2) Bangsa Israel menyesali / menangisi kehancuran dari suku Benyamin.
Hakim-Hakim 21: 2-3: “(2) Ketika bangsa itu datang ke Betel dan tinggal di situ di hadapan Allah sampai petang, maka merekapun menyaringkan suaranya menangis dengan sangat keras, (3) katanya: ‘Mengapa, ya TUHAN, Allah Israel, terjadi hal yang begini di antara orang Israel, yakni bahwa hari ini satu suku dari antara orang Israel hilang?’”.
a) Mereka sedih dan kasihan melihat keadaan suku Benyamin, dan mereka ingin menolong mereka.
Merupakan sesuatu yang sangat bagus bahwa sekalipun dalam perang itu jumlah bangsa Israel yang mati lebih dari 40.000 orang, mereka bisa merasa sedih melihat kehancuran dari suku Benyamin.
Bdk. 1Kor 12:26a - “Karena itu jika satu anggota menderita, semua anggota turut menderita”.
Mereka bukan hanya sedih dan kasihan, tetapi mereka juga berusaha mencari jalan untuk menolong suku Benyamin.
Bdk. Hakim-Hakim 21: 6-7: “(6) Orang-orang Israel merasa kasihan terhadap suku Benyamin, saudaranya itu, maka kata mereka: ‘Hari ini ada satu suku terputus dari orang Israel. (7) Apakah yang dapat kita lakukan kepada orang-orang yang tinggal itu dalam hal mencarikan isteri, karena kitalah yang bersumpah demi TUHAN untuk tidak memberikan seorangpun dari anak-anak perempuan kita kepada mereka menjadi isterinya?’”.

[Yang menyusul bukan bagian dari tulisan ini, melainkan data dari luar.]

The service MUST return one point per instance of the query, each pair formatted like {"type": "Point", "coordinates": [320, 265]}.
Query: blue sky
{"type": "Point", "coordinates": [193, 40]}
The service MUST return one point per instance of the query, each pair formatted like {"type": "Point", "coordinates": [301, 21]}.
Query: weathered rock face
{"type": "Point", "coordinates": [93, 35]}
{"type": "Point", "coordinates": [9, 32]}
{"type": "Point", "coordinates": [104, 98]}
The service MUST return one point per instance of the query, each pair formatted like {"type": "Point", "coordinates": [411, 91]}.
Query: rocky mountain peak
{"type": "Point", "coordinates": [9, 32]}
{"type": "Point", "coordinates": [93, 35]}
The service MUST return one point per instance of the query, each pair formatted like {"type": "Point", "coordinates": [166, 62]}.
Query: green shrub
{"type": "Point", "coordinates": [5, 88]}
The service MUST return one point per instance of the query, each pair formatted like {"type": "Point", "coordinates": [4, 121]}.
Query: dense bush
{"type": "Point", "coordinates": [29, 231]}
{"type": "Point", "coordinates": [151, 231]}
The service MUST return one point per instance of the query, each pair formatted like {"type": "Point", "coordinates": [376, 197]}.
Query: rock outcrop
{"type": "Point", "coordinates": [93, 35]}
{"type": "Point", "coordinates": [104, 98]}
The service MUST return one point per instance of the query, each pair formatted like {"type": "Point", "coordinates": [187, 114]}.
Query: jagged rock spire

Sikap seperti ini menunjukkan bahwa mereka menghukum dengan kasih. Ini harus ada pada saat kita mendisiplin anak / jemaat (siasat gerejani).
b) Juga merupakan sesuatu yang bagus bahwa mereka membawa kesedihan dan beban itu ke hadapan Allah! Memang kita tak perlu pergi ke gereja untuk hal seperti itu, tetapi kita bisa datang kepada Dia dalam doa.
Matthew Henry: “Every thing that grieves us should bring us to God” (= Segala sesuatu yang menyedihkan kita harus membawa kita kepada Allah).
c) Mereka bukan menyesali / menangisi semangat dan keputusan mereka untuk memerangi / menghukum / menghancurkan suku Benyamin, tetapi mereka menangisi:
1. Konsekwensi yang menyedihkan dari seluruh peristiwa itu.
2. Mungkin juga karena mereka merasa melakukannya kelewat batas.
Mereka seharusnya tak perlu membunuh wanita dan anak-anak, tetapi hanya tentara dari suku Benyamin saja.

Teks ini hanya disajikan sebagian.